Oregon's Medicaid State Plan
Medicaid provides health care insurance for low-income residents through a federal and state partnership. Federal regulations provide a framework for each state to build a unique Medicaid program or State Medicaid Plan.
Oregon's State Plan
Oregon posts its plan on this website for informational purposes only; it is not legally binding, will not contain any pending State Plan Amendment (SPA) information and is only current relative to the date on the title page. The CMS Region 10 office in Seattle, Washington, maintains our official plan.
- State Plan ( - 183 pages)
- State Plan Attachments:
- Proposed State Plan Amendments
About State Medicaid Plans
Under Section 1902 of the Social Security Act, all states must comply with some basic requirements.
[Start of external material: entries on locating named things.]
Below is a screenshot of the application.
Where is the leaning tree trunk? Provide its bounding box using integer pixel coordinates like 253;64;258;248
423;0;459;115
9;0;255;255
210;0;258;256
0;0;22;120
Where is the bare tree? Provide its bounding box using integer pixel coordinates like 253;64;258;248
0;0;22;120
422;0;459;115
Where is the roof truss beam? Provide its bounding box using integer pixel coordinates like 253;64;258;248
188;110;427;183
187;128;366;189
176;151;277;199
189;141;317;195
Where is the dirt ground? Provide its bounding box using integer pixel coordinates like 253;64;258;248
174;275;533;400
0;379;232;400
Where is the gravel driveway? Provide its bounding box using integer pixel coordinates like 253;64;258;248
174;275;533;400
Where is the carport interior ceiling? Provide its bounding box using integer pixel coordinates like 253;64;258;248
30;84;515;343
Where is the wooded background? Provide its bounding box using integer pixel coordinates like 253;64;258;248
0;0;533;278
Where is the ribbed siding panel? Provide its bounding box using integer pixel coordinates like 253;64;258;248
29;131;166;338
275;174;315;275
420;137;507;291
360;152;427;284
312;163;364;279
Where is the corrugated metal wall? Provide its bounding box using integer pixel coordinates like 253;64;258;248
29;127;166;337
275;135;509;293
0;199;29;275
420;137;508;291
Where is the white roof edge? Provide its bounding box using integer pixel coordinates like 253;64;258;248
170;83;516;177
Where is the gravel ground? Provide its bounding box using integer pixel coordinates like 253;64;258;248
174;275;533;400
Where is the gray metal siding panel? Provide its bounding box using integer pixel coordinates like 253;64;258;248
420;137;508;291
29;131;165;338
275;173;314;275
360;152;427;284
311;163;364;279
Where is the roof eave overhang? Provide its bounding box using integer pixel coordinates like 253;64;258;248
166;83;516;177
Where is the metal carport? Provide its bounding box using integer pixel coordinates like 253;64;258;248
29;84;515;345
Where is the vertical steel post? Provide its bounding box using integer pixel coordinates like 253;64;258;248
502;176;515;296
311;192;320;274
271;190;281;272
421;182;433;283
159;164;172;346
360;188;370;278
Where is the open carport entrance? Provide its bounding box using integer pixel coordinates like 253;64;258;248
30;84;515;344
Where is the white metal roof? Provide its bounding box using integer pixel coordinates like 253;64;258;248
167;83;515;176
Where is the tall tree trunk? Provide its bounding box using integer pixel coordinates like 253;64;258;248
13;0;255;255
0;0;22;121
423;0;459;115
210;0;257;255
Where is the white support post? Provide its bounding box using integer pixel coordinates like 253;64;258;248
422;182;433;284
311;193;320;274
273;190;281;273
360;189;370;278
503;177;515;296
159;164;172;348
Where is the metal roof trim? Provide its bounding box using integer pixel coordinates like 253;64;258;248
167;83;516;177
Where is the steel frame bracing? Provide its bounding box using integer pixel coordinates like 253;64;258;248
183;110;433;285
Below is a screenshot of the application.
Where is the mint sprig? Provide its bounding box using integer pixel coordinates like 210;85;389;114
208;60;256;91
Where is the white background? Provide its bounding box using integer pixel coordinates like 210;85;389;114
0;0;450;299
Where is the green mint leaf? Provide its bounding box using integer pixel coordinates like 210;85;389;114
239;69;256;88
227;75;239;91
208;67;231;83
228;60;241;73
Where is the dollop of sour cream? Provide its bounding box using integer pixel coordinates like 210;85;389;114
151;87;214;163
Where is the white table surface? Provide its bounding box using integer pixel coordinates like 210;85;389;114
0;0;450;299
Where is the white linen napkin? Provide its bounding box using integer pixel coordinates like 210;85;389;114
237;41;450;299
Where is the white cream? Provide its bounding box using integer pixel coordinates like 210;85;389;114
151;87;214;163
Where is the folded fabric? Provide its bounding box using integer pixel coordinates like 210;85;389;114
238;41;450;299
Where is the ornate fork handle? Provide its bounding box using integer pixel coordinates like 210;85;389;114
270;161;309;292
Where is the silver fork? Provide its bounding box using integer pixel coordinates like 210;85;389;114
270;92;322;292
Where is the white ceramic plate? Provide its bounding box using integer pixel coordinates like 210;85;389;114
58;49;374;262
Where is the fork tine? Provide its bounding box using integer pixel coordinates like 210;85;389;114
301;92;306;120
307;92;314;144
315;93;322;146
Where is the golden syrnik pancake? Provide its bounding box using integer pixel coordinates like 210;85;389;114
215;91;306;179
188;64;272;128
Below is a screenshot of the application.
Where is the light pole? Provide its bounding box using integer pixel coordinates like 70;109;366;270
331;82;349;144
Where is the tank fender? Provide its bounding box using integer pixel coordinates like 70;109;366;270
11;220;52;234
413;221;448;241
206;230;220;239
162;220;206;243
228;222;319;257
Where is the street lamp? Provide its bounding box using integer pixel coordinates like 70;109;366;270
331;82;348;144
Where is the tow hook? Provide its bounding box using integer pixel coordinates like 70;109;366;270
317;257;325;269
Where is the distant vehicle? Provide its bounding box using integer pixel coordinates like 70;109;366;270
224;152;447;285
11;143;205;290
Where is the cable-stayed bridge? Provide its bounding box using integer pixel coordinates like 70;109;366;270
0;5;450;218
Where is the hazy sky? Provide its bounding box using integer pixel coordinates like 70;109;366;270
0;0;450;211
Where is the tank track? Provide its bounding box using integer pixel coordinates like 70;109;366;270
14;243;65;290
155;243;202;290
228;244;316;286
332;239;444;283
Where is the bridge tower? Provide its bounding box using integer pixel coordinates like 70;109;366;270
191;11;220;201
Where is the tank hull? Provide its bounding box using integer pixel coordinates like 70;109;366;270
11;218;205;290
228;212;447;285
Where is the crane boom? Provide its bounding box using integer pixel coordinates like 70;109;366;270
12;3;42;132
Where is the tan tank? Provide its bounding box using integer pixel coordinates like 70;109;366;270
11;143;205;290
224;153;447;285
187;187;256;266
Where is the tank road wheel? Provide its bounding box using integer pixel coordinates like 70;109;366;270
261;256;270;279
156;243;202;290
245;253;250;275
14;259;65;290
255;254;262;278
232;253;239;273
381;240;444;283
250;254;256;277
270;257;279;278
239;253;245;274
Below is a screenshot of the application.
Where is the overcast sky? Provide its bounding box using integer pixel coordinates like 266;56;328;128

State must:
- Serve certain mandatory populations, such as poverty-level children and low-income pregnant women.
- Provide certain mandatory services, such as hospital care and physician services.
- Provide services that are "sufficient in amount, duration, and scope to reasonably achieve (their) purpose."
- Provide services throughout the state.
A State Medicaid Plan outlines the design of each state's Medicaid program to the Centers for Medicare and Medicaid Services (CMS), the federal agency that oversees Medicaid. Once CMS approves the original Plan, they must also approve all future changes to the Plan before any changes become effective.
When a state wants to change any of the Medicaid benefits it offers, or change the way in which services are offered, it must submit a State Plan Amendment (SPA). Once the CMS Regional Office receives a SPA, it has 90 calendar days to approve or deny the SPA, or send a formal Request for Additional Information (RAI) letter. Sending an RAI stops the 90-day clock. The clock will not start again until CMS receives the state's written response to the RAI. Another 90-day clock starts at this point. Throughout this process, CMS has the option of asking informal questions via e-mail or phone. Once CMS approves a SPA, the changes can take effect retroactive to the first day of the quarter of the federal fiscal year in which the SPA was submitted. These procedures can make the SPA approval process quite lengthy.
A state can also request CMS to waive certain federal requirements to allow greater flexibility or expand the Medicaid populations it serves.